Так вспоминал Белосельцев, лежа в темноте тропической ночи, оглаживая ствол винтовки.

Минувший день продолжал направленное, непрекращавшееся с самого детства движение, внезапно и круто менявшее свой отточенный вектор, толкавшее его через годы и странствия к этой винтовке. Он не мог объяснить природу этого вектора, от перламутровой коробочки, стоявшей на бабушкином столе, с пуговками и цветными стекляшками к этой скорострельной американской винтовке, чей ствол посылал ему в ладонь холодные молчаливые токи.

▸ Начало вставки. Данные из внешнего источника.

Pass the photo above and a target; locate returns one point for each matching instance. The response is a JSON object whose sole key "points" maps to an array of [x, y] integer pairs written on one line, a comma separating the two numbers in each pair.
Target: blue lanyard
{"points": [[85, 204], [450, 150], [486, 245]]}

Назавтра предстояла дорога. И он, как давно не делал, как делал лишь некогда в юности, мысленно обнял всех дорогих и любимых, живущих еще на земле и тех, кто ушел из жизни. Поместил их всех в своем сердце.

Глава третья

Утром в окно он увидел желтую длинную зарю, недвижно застывшую над волнистой темной грядой. Под этой зарей неразличимо чернела равнина, бестрепетно молчали глянцевитые листья деревьев. Этот утренний свет сочетался в его ощущениях с предрассветным холодком, от которого зябли разогретые во время сна спина и плечи. Но тут из окна слабо сочился маслянистый душистый воздух, от которого кожа казалась натертой глицерином.

Он услышал тихие голоса, стук машинной дверцы. Быстро оделся, ополоснул лицо, вышел наружу в тот момент, когда Сесар и Росалия несли продолговатый тяжелый ящик к машине.

– Доброе утро, друзья! – Он перехватил у Росалии ящик, помогая Сесару пропихнуть груз на заднее сиденье. – Кажется, я не проспал и успею проститься с Росалией.

– Мы уедем все вместе, – ответил Сесар. – Но потом, от Линда Виста, Росалия повернет на восток, на Матагальпу и дальше, к Пуэрто-Кабесас. А мы по Карратере Норте поедем в Саматильо… Не волнуйся, Росалия, не раздавим твою вакцину. Видишь, она на мягком сиденье.

– Сесар сказал, что вы через неделю прилетите в Пуэрто-Кабесас. Буду вас ждать, устрою прием.

– Пусть она устроит нам обед из морских черепах и креветок в китайском ресторане. Каждое утро на пристань привозят живых морских черепах. – Сесар старался казаться веселым и бодрым, но в словах его слышались тревога и нежность, которую он прятал за жизнерадостными жестами и смехом.

– А ты опять пойдешь на дискотеку и станешь отплясывать с толстушкой Бэтти. – Росалия вторила ему, посмеиваясь, но глаза ее оставались печальны. – Она до сих пор не может опомниться. Все спрашивает, когда ты приедешь.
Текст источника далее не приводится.